Morning was breaking when Urashima pushed off his boat for his day’s fishing. The sea was calm, and the air was full of the soft, sweet warmth of summer. Soon he was out skimming over the blue depths, and when the tide began to ebb, he drifted far beyond the other fishermen’s boats, until his own was lost to their sight.

It was such a lovely morning when the sun rose and slanted across the waters, that, when he thought of the short span of human life, he wished that he had thousands of years to live, like the tortoise he had rescued from the boys the day before.

As he was dreaming these thoughts, he was suddenly startled by a sweet voice calling his name. It fell on his ears like the note of a silver bell dropping from the skies. Again it came, nearer than before:

‘Urashima! Urashima!’

He looked all around on the surface of the sea, thinking that some one had hailed him from a boat, but there was no one there, as far as the eye could reach.

And now he heard the voice again close at hand, and, looking over the side of the boat, he saw a tortoise looking up at him, and he knew by its eyes that it was the same tortoise he had restored to the sea the previous day.

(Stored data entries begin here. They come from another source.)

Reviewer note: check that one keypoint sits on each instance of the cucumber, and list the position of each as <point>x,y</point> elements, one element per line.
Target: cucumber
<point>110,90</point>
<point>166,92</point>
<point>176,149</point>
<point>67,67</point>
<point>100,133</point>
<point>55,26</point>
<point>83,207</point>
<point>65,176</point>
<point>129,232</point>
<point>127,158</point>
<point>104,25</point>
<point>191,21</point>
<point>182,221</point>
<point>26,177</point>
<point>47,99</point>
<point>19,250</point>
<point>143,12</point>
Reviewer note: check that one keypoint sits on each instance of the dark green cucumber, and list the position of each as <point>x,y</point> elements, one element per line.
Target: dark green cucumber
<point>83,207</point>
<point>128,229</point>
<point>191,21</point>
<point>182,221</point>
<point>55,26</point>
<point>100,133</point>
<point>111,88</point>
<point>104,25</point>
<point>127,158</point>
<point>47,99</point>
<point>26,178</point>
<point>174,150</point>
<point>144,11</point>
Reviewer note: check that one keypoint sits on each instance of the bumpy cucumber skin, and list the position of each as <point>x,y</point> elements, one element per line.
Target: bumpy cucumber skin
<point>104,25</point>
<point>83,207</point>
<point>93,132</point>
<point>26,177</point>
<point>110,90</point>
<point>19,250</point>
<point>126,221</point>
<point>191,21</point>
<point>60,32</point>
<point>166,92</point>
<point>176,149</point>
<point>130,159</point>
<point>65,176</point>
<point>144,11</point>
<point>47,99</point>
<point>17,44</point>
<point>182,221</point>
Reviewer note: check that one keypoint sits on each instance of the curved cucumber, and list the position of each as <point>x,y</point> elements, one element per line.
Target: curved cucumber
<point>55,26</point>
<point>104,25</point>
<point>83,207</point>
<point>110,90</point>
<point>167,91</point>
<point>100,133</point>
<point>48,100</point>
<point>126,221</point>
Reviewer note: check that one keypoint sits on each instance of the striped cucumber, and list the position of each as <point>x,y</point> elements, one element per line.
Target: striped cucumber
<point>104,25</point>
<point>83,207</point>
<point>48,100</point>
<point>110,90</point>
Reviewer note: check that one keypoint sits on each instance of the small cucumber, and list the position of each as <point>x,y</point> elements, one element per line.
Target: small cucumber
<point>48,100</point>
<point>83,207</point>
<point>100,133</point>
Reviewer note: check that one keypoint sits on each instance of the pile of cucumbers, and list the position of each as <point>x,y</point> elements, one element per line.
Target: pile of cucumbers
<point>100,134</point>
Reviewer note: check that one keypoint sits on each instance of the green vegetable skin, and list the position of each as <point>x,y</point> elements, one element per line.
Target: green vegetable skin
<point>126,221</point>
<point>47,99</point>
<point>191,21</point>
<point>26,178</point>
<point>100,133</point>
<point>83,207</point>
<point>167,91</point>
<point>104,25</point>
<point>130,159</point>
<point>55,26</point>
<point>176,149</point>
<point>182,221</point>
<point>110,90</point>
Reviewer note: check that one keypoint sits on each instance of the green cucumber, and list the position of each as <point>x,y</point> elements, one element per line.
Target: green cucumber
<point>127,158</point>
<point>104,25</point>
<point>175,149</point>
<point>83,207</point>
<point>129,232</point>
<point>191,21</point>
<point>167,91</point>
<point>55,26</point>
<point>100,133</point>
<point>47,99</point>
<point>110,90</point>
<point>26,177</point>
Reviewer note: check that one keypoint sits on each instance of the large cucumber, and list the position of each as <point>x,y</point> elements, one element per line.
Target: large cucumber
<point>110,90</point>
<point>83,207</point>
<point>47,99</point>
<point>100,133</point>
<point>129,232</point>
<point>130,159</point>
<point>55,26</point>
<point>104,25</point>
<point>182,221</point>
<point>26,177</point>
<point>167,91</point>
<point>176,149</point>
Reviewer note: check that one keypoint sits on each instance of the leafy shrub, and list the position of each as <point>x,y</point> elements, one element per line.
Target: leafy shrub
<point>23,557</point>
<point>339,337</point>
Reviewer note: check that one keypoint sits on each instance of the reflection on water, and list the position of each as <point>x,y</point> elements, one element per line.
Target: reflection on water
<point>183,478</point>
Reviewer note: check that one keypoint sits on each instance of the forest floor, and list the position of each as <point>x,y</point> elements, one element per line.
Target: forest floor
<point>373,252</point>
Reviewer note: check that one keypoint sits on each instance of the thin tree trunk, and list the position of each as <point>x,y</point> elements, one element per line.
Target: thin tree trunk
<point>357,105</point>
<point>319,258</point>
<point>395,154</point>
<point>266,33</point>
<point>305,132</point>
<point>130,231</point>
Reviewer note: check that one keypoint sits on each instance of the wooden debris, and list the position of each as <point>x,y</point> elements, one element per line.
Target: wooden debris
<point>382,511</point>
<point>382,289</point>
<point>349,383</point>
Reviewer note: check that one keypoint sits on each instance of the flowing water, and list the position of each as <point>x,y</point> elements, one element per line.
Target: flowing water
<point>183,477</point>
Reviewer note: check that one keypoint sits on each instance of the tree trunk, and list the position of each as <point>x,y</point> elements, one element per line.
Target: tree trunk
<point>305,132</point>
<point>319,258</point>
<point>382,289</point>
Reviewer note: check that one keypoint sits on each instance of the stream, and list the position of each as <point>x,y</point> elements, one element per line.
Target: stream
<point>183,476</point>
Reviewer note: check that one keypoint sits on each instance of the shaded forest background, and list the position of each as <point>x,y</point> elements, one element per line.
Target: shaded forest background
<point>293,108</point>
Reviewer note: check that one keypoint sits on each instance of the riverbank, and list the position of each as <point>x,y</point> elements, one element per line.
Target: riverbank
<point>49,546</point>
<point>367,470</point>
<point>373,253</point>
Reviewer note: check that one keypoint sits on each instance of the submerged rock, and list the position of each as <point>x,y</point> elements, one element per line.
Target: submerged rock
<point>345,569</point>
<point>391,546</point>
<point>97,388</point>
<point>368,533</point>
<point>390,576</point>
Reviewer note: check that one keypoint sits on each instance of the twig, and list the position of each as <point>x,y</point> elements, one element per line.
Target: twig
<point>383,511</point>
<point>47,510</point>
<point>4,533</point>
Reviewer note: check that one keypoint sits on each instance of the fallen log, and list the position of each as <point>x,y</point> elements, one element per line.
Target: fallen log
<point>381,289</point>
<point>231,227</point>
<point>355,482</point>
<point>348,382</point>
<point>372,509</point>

‘So we meet again,’ he said pleasantly. ‘Fancy you finding me in the middle of the ocean! What is it, you funny little tortoise? Do you want to be caught again, eh?’

‘I have looked for you,’ replied the tortoise, ‘ever since dawn, and when I saw you in the boat I swam after you to thank you for saving my life.’

‘Well, that’s very nice of you to say that. I haven’t much to offer you, but if you would like to come up into the boat and dry your back in the sun we can have a chat.’

The tortoise was pleased to accept the invitation, and Urashima helped it up over the side. Then, after talking of many things, the tortoise remarked, ‘I suppose you have never seen Rin Gin, the Dragon Sea-King’s palace, have you?’

Urashima shook his head.

‘No,’ he replied. ‘They tell me it is a beautiful sight, but in all the years that I have spent upon the sea I have never been invited to the Dragon King’s palace. It’s some distance from here, isn’t it?’

‘I do not think you believe there is such a place,’ replied the tortoise, who had seen a twinkle in Urashima’s eye. ‘Yet I assure you it exists, but a long way off–right down at the bottom of the sea. If you would really like to see Rin Gin, I will take you there.’

‘That is very kind of you,’ said Urashima with a polite bow, which pleased the tortoise greatly; ‘but I am only a man, you know, and cannot swim a long way under the sea like a tortoise.’

But the little creature hastened to reassure him.

‘That’s not at all necessary,’ it said. ‘I’ll do the swimming and you can ride on my back.’

Urashima laughed. The idea of his riding on the back of a tortoise that he could hold in his hand was funny, and he said so.

‘Never mind how funny it is,’ said the tortoise; ‘just get on and see.’ And then, as Urashima looked at it, the tortoise grew and grew and grew until its back was big enough for two men to ride upon.

‘What an extraordinary thing!’ exclaimed Urashima. ‘Right you are, friend tortoise, I’ll come with you.’ And with that he jumped on.